6. RABBIT A LA BERLIN (Bartek Konopka, Poland, 2009 )
Well, it was nominated to an Oscar, quite unusual for a film that is playful, multi-layered, original in approach to its theme, super!

7. CZECH DREAM (Filip Remunda, Vit Klusak, Czech Republic, 2004)
Long before the Yes-men and much more cinematic, satirical on a high level, a breakthrough for new Czech documentary.

8. ANOTHER PLANET (Ferenc Moldovanyi, Hungary, 2008)
A cinematically beautiful hymn to the children of this world, Moldovanyi has his own style of passion.

9. CASH AND MARRY (Atanas Georgiev, Macedonia/Croatia, 2009)
Original in its form, very actual in its theme, European problem number One today, getting into the EU paradise!

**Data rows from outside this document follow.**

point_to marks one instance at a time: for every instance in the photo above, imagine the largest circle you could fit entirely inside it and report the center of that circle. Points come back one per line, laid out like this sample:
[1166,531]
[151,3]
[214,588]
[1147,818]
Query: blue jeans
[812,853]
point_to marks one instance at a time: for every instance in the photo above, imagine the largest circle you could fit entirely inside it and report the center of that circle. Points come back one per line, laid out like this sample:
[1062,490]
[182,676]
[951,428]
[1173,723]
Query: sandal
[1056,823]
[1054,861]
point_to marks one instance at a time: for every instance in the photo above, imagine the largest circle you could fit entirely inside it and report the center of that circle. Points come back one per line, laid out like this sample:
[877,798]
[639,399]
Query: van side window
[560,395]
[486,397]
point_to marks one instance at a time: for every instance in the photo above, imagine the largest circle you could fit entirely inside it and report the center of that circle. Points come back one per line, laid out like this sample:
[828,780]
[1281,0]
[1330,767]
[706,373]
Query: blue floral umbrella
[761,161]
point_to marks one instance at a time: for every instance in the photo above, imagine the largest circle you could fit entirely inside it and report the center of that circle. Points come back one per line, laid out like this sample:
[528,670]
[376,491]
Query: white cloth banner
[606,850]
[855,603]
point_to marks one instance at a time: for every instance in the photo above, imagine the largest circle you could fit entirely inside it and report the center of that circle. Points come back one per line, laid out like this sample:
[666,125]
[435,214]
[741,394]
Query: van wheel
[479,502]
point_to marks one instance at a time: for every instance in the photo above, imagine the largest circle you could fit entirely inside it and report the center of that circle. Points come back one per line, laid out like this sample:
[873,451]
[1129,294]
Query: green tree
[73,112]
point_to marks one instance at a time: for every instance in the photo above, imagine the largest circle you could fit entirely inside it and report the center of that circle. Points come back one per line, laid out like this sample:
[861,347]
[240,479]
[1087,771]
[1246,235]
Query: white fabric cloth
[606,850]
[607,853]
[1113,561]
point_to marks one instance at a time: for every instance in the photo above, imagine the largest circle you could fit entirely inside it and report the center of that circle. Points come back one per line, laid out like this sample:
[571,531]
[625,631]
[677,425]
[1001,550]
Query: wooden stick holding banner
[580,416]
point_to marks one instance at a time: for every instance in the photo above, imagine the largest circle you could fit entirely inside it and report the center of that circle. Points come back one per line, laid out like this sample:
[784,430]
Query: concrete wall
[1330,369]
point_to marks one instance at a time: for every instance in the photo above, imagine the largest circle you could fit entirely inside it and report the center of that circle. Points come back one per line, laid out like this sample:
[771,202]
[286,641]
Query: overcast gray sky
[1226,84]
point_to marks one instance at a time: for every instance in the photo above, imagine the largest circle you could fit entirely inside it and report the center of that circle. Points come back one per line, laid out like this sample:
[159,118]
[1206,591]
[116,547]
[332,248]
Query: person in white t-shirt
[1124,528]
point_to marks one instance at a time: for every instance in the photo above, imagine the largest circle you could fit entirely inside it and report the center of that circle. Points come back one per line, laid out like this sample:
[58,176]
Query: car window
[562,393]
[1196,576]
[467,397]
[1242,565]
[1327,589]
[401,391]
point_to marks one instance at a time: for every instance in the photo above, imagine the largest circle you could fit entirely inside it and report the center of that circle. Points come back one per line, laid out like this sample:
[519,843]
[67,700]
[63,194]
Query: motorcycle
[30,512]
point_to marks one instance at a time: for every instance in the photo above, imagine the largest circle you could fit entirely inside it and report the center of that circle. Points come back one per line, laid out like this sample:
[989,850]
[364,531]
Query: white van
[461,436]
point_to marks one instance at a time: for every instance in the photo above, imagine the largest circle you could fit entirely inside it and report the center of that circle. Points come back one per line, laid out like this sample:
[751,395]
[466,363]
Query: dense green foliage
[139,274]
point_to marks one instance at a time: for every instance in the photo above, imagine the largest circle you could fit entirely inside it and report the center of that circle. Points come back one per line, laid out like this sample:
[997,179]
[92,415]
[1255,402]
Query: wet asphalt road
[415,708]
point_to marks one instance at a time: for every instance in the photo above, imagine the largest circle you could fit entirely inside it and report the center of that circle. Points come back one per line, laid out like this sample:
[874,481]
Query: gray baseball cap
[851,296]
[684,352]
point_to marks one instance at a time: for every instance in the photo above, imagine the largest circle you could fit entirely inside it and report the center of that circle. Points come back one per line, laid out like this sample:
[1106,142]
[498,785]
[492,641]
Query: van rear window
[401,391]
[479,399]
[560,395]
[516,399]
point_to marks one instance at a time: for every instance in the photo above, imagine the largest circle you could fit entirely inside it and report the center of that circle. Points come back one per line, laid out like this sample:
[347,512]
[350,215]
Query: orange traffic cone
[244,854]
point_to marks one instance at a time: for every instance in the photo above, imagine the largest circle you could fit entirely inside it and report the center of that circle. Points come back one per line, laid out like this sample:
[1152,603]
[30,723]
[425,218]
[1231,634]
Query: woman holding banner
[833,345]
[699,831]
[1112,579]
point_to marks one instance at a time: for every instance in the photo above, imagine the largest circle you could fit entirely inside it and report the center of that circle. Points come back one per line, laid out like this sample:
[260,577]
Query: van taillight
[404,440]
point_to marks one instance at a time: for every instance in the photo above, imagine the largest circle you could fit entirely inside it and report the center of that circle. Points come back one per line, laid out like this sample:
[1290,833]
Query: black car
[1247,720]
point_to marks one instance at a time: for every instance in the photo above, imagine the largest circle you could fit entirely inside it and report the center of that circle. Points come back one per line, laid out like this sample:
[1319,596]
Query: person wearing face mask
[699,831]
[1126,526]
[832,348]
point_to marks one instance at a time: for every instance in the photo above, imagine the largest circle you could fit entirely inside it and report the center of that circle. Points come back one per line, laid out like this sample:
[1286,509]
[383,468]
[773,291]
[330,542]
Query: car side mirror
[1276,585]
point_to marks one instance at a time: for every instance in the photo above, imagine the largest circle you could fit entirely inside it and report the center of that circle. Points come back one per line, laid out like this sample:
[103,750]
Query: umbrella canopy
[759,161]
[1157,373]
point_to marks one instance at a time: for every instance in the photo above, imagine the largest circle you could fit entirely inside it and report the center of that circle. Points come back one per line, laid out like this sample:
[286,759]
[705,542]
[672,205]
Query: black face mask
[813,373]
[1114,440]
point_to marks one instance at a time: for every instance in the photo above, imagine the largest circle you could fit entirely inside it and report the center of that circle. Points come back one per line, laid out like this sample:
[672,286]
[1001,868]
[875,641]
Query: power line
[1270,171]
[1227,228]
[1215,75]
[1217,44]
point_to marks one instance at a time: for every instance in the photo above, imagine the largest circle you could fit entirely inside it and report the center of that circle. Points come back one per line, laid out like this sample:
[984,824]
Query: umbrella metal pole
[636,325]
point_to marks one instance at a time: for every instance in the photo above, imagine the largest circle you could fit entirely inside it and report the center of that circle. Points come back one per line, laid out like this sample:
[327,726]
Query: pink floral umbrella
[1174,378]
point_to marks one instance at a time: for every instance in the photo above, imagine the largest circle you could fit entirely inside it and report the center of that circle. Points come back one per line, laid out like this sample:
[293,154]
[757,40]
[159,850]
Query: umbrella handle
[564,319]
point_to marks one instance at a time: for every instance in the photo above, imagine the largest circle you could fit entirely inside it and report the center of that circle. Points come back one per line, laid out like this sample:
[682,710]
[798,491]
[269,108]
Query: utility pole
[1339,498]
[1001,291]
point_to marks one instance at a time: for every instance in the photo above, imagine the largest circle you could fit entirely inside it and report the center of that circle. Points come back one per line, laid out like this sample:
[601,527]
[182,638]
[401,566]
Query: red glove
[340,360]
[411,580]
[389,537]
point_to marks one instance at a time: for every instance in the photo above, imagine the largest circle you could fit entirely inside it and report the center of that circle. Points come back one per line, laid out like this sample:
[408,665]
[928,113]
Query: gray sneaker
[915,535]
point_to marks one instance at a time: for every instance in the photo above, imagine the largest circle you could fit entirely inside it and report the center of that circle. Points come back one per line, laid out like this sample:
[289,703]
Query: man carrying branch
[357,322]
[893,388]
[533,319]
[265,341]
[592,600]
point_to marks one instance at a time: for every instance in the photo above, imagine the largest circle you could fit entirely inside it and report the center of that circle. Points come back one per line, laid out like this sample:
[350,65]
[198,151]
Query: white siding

10. CHEMO (Pawel Lozinksi, Poland, 2009)
The title says what it is about, the form is pure observation through close-ups, it is made with love and knowledge about Cinema – putting together sound and image in a personal, organic flow. (PHOTO).

I could mention many others. And these new films don’t just come out of the blue, they build on a tradition of great filmmaking, a tradition that they oppose or continue: Russian Kossakovski and Dvortsevoy, Latvian Herz Frank, Ivars Seleckis and Juris Podnieks, Polish Marcel Lozinski and Kieslowski, Czechoslovak Dusan Hanak, Estonian Mark Soosaar and many others further back in time.

Another Planet gets Another Award

There are many films the career of which we have been following with great pleasure. Another Planet by Hungarian Ferenc Moldovanyi is one of them. The film has won the Special Award from the Ukranian Helsinki Human Rights Union at the 7th International Human Rights Documentary Film Festival, which took place in Kyiv from 26th March to 2nd April 2010. (See more about the festival on this site)

Another Planet has won 18 awards and been presented at 58 festivals in 43 countries on four continents and has been broadcast by various prestigious television channels. Congratulations.

Several other films like “Burma vj”, “Cash and Marry” and “The Living Room of a Nation” were also awarded at the festival in Ukraine.